Un nuovo rapporto stilato a livello globale, basato su una ricerca dell’International Centre for Journalists (ICFJ) e dell’Università di Sheffield, rivela che la maggior parte delle giornaliste subiscono attacchi basati sulla disinformazione, volti a infangare la loro reputazione.

Gli autori del report, intitolato The Chilling, hanno intervistato oltre 1.000 giornaliste in 15 Paesi, e hanno scoperto che la stragrande maggioranza delle giornaliste ha subito abusi e minacce online basate sul genere: il 41% delle intervistate ha dichiarato di essere stata presa di mira in attacchi online che sembravano essere collegati a campagne di disinformazione orchestrate.

In particolare il rapporto evidenzia “il victim-blaming e lo slut-shaming che perpetuano le risposte sessiste e misogine alla violenza offline contro le donne nell’ambiente online, dove le norme patriarcali vengono rafforzate in modo aggressivo“.

Se il 64% di tutte le giornaliste bianche intervistate ha dichiarato di aver subito violenza online, le percentuali sono state più alte per le giornaliste nere (81%), indigene (86%) ed ebree (88%).

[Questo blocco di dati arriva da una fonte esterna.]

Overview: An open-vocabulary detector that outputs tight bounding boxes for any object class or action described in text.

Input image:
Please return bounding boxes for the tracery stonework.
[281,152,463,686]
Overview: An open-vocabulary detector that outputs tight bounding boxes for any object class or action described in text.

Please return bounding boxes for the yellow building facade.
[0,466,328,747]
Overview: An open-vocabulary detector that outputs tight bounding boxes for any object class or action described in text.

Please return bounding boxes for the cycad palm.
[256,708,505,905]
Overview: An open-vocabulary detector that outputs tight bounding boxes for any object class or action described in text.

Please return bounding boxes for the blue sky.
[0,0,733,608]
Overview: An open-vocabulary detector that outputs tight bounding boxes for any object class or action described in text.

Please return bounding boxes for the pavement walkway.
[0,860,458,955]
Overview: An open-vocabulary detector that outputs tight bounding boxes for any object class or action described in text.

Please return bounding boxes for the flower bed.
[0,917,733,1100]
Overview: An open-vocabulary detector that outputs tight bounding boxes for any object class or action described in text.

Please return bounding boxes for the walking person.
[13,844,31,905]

Le percentuali sono state molto alte per le intervistate lesbiche e bisessuali: rispettivamente dell’88% e dell’85%, rispetto al 72% delle donne eterosessuali. I dati mostrano anche che le donne arabe sono più a rischio di subire attacchi fisici collegati alla violenza online (53% rispetto al 20% complessivo).

Tra le intervistate c’è anche la pluripremiata giornalista investigativa del Guardian e dell’Observer Carole Cadwalladr, che ha rivelato come i dati personali di milioni di utenti di Facebook siano stati raccolti segretamente dalla società di consulenza britannica Cambridge Analytica, in gran parte per la pubblicità politica: l’analisi del team ha rilevato che Cadwalladr è stata oggetto di 10.400 casi distinti di abuso tra dicembre 2019 e gennaio 2021.

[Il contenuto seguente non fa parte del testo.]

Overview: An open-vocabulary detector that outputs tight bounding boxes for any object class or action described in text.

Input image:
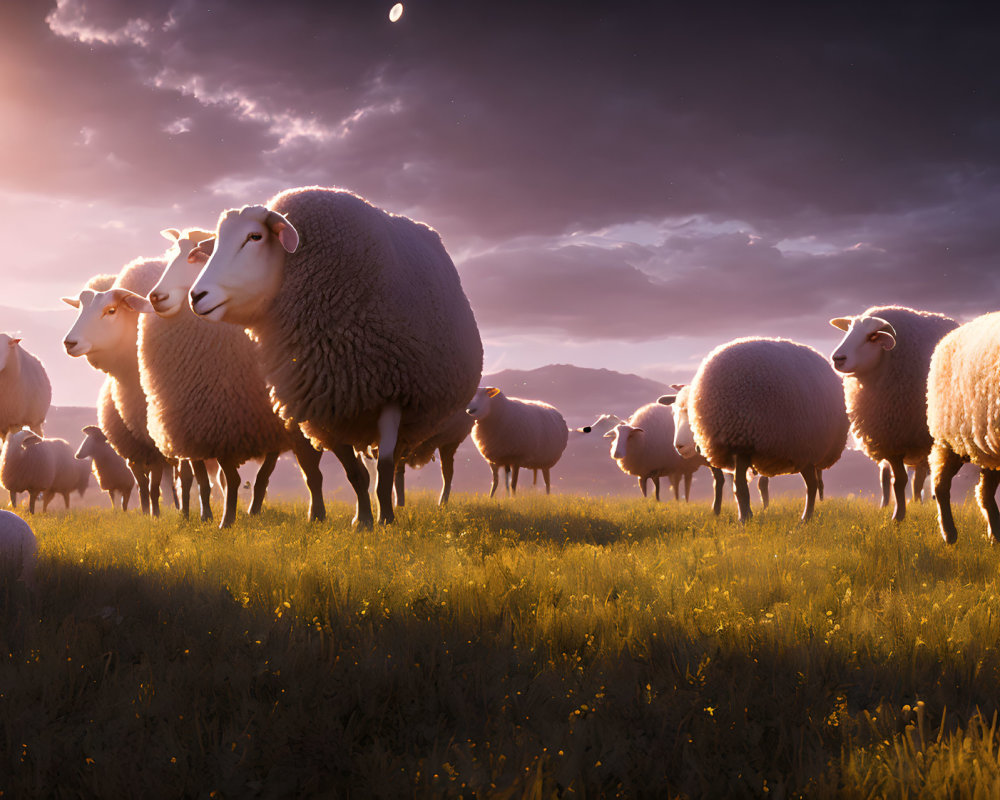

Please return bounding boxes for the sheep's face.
[149,228,215,317]
[830,317,896,375]
[189,206,299,326]
[63,289,138,372]
[465,386,502,422]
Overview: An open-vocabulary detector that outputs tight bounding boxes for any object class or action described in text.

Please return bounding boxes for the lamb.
[0,333,52,439]
[927,311,1000,544]
[0,511,38,591]
[830,306,958,522]
[396,408,474,506]
[76,425,135,511]
[467,386,569,497]
[660,338,850,523]
[190,187,483,527]
[604,403,708,500]
[118,228,325,528]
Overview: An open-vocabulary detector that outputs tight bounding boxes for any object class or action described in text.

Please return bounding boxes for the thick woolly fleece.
[844,306,958,466]
[687,338,849,476]
[138,290,290,463]
[249,187,483,449]
[472,392,569,469]
[615,403,705,478]
[927,311,1000,475]
[0,333,52,437]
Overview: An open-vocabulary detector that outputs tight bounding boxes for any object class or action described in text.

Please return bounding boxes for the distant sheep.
[604,403,708,500]
[660,338,849,522]
[0,333,52,439]
[0,511,38,589]
[927,311,1000,544]
[76,425,135,511]
[190,187,483,526]
[830,306,958,521]
[467,386,569,497]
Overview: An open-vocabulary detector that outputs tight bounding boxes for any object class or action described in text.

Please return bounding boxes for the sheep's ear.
[264,211,299,253]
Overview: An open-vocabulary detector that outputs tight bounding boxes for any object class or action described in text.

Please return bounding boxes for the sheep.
[76,425,135,511]
[396,408,474,506]
[660,338,850,523]
[604,403,708,501]
[190,187,483,527]
[466,386,569,497]
[62,258,173,516]
[927,311,1000,544]
[830,306,958,522]
[118,228,325,528]
[0,333,52,439]
[0,510,38,589]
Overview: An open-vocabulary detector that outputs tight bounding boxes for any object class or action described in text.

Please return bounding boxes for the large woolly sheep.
[119,228,325,528]
[660,338,850,522]
[0,333,52,439]
[466,386,569,497]
[830,306,958,521]
[191,187,483,526]
[63,258,172,516]
[396,408,474,506]
[0,511,38,590]
[76,425,135,511]
[927,311,1000,544]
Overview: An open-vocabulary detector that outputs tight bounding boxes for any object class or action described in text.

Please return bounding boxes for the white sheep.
[76,425,135,511]
[0,333,52,439]
[604,403,708,500]
[466,386,569,497]
[830,306,958,521]
[927,311,1000,544]
[190,187,483,526]
[62,258,174,516]
[118,228,325,528]
[0,510,38,588]
[660,338,849,522]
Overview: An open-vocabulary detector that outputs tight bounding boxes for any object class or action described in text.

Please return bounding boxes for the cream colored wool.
[682,338,849,476]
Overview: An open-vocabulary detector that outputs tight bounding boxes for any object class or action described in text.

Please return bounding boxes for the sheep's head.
[149,228,215,317]
[830,316,896,375]
[189,206,299,325]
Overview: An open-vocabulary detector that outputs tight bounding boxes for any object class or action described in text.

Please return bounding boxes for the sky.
[0,0,1000,405]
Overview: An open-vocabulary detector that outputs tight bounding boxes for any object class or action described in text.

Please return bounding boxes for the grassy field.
[0,495,1000,798]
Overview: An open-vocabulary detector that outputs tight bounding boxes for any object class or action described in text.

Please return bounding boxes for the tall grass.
[0,494,1000,797]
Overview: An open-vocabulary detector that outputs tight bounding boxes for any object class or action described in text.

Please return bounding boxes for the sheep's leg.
[249,450,278,514]
[191,461,212,522]
[886,456,906,522]
[331,444,375,528]
[709,467,726,516]
[800,465,819,522]
[733,453,753,524]
[291,430,326,522]
[930,442,965,544]
[438,444,458,506]
[913,458,930,503]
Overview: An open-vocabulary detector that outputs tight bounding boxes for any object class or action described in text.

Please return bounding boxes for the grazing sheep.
[467,386,569,497]
[0,511,38,589]
[76,425,135,511]
[927,311,1000,544]
[660,338,849,523]
[190,187,483,526]
[63,258,173,516]
[830,306,958,522]
[0,333,52,439]
[119,228,325,528]
[604,403,708,500]
[396,408,474,506]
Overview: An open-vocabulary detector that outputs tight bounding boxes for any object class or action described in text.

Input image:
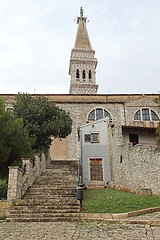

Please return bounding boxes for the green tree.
[0,99,36,178]
[155,96,160,147]
[14,94,72,152]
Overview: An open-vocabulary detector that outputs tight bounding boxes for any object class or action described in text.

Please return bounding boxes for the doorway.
[90,158,103,181]
[129,134,139,146]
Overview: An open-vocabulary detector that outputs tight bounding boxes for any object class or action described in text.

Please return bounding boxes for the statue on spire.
[80,7,83,18]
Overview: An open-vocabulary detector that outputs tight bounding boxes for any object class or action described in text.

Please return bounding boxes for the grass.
[83,188,160,213]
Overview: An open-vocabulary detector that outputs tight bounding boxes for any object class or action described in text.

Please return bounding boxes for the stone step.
[28,184,76,191]
[7,216,79,222]
[9,160,80,222]
[27,188,76,195]
[10,208,80,216]
[9,212,79,218]
[15,199,79,208]
[11,204,79,212]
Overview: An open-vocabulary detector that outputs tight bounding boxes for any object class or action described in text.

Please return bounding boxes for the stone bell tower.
[69,7,98,94]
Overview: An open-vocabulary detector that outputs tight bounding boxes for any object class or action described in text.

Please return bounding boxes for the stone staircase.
[8,160,80,222]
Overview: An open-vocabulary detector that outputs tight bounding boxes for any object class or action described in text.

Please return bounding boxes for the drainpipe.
[123,103,126,125]
[77,127,82,187]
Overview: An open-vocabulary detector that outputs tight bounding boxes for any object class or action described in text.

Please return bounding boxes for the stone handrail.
[7,153,50,200]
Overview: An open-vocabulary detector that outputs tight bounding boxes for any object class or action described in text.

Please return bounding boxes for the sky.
[0,0,160,94]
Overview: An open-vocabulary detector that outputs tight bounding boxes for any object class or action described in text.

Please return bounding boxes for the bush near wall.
[0,179,8,200]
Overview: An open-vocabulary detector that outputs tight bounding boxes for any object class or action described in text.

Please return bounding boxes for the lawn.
[82,188,160,213]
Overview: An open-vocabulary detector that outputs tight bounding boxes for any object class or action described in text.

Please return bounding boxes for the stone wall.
[7,154,50,200]
[109,126,160,196]
[0,200,13,217]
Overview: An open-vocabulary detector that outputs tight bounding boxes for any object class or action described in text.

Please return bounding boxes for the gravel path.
[0,222,160,240]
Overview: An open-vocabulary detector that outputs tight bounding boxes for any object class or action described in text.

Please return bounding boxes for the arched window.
[76,69,79,78]
[151,110,159,121]
[82,70,86,79]
[89,70,92,79]
[134,108,159,121]
[88,108,112,122]
[5,107,14,112]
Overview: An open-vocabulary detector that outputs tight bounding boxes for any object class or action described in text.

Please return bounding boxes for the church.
[1,8,160,196]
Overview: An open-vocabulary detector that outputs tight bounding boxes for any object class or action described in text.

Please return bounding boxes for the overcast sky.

Cadwalladr ha raccontato ai ricercatori di The Chilling che “qualche centinaio di anni fa sarei stata bruciata sul rogo” e che ora è diventata un “sacco da boxe nazionale“.

Il rapporto ha mostrato anche che c’è un legame tra minacce digitali e minacce fisiche: nel report si fa riferimento, per esempio, al femminicidio della giornalista messicana María Elena Ferral, che prima di essere uccisa aveva denunciato le molestie online da parte del figlio di un sindaco.

Gli autori di The Chilling chiedono ai governi, all’industria dell’informazione e alle grandi aziende tecnologiche di fare di più per affrontare quella che definiscono “una crisi di violenza online nei confronti delle giornaliste“.